Thanks for post! I have been looking for solution to my problem and your post put me in the right direction.  Your example is very close to my case, except that my outstanding loans are not close to those numbers.  I have a Primary loan with balance of 232K and a second home loan with a balance of 138K.  Both of these loans were taken after 2017.  When I enter the 1098 information for these loans, Turbo Tax computes the total interest correctly but what it puts in line 8a after the analysis is only the interest that I paid for the secondary home loan!  When I tried to compute the number that should be in 8a line, I come with a value that it is even higher than the sum of the 2 interest in the 2 1098.  This seems to indicate to me that the equation as stated does not apply to my case (?)  HELP

AmyC
Expert Alumni

Bug in TurboTax? Mortgage interest deduction limits on second home.

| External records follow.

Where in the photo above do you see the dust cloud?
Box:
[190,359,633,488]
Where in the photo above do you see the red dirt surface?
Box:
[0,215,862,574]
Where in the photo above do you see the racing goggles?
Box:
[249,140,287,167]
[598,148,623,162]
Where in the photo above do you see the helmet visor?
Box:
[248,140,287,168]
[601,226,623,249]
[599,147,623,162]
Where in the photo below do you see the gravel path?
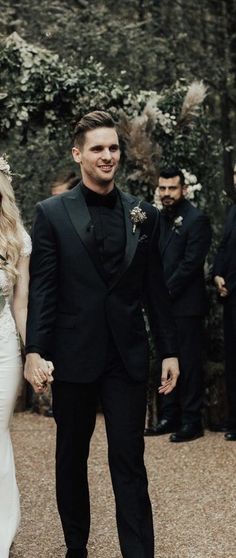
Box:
[10,413,236,558]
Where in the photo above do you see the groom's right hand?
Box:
[24,353,54,393]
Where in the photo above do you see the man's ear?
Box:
[72,147,81,163]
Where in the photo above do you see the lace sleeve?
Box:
[20,229,32,256]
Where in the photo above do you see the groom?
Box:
[25,111,179,558]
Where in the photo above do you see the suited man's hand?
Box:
[214,275,229,298]
[24,353,54,393]
[158,357,179,395]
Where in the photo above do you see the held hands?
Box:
[214,275,229,298]
[24,353,54,393]
[158,357,179,395]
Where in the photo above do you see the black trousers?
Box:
[53,343,154,558]
[224,302,236,430]
[161,316,204,424]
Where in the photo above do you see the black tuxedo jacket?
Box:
[159,199,211,316]
[213,204,236,303]
[26,185,177,382]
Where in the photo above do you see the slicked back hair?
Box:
[159,167,185,186]
[74,110,116,149]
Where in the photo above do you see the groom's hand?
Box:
[24,353,54,393]
[158,357,179,395]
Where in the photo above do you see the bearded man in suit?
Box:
[213,204,236,441]
[25,111,179,558]
[146,167,211,442]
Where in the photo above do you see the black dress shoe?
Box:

The program offers you a chance to make adjustments after entering the forms. Make your correction there. My guess is that some question got answered differently than the computer thinks so it limited your credit.

 

If you add the two 1098 forms together, that is the maximum you can take. Any amounts used for nonqualified mortgage debt must be subtracted out. 

 

Because the mortgage interest is going to a worksheet to make calculations, the adjustment is allowed and goes straight sch A. Another option, just enter one form and put the total allowed up to the total of the two forms as all paid on one form. The form's worksheet does not go into the IRS so your return is not wrong when you make adjustments or change the numbers on forms.

 

The IRS has a quick quiz to help you determine the deductible amount. See Can I Deduct My Mortgage-Related Expenses?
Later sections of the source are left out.